Une participation de plus de 74% lors des élections de 2015

Le député Nduwimana a fait savoir qu’au cours de cette conférence, la délégation burundaise a eu l’occasion de faire une déclaration où elle a dit que ces débats viennent à point nommé du fait que le Burundi vient de mettre en place les institutions tel que le peuple le veut. Il a annoncé que cette délégation a montré aux autres parlements que les élections au Burundi se sont bien déroulées.
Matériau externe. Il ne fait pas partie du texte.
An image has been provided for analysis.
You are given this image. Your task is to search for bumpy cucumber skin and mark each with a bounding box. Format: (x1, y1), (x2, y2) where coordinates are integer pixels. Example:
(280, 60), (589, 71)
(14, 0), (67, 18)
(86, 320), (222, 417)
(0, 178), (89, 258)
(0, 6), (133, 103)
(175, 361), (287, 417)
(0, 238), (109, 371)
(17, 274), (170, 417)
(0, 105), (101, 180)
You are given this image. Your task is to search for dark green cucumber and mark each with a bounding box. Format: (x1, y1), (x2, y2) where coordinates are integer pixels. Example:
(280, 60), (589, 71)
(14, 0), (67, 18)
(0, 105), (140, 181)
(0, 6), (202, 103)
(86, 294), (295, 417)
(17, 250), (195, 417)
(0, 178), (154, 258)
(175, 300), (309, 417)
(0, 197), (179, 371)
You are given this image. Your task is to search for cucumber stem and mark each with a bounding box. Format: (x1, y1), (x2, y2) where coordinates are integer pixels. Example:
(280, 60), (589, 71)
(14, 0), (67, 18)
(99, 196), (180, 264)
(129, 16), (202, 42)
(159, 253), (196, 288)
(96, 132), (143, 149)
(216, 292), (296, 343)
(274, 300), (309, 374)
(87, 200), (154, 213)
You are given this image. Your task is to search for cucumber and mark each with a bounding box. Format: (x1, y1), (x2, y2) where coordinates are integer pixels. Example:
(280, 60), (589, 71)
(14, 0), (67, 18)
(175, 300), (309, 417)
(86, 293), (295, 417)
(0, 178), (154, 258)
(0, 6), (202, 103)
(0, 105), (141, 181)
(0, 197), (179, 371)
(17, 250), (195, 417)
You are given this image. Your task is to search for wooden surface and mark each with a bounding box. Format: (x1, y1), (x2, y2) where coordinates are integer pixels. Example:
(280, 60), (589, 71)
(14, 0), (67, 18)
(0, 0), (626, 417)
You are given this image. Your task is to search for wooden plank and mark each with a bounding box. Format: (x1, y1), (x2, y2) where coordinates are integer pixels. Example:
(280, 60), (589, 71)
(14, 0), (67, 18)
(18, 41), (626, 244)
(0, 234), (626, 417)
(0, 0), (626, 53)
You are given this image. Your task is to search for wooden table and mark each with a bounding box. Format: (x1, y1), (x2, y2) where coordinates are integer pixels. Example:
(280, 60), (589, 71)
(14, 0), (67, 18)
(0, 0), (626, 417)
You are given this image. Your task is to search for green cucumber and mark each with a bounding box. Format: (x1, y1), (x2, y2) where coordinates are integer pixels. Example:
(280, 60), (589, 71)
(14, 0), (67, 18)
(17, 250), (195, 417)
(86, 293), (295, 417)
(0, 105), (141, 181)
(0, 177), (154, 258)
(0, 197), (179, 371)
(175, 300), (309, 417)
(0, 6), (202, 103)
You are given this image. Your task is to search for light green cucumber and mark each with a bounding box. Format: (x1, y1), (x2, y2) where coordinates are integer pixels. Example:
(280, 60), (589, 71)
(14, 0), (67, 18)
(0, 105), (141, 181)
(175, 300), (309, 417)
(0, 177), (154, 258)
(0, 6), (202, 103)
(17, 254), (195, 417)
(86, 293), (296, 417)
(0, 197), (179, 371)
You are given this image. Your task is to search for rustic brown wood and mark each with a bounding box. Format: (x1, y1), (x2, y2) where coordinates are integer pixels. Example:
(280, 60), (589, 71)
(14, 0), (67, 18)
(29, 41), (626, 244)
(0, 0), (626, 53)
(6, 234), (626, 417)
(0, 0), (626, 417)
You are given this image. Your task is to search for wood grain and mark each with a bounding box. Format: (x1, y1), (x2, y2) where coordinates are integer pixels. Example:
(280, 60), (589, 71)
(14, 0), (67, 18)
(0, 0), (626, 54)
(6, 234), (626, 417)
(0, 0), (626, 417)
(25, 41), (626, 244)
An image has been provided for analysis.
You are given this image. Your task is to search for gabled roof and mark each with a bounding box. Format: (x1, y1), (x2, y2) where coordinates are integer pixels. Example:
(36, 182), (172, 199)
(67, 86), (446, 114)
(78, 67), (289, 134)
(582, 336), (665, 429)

Et, que malgré quelques critiques, l’Onu (Organisation des Nations unies) a, dans son rapport, affirmé que la population burundaise a participé aux élections à plus de 74% et que les élections se sont déroulées dans la paix et la sécurité. Par conséquent, les institutions qui en sont issues sont conformes à la volonté du peuple. Il a en outre affirmé que la délégation burundaise a eu l’occasion d’échanger avec les bailleurs sur la situation politico-sécuritaire qui prévaut dans le pays. Il a affirmé que ces derniers ont tous accepté de continuer à appuyer le Burundi dans son processus de démocratisation.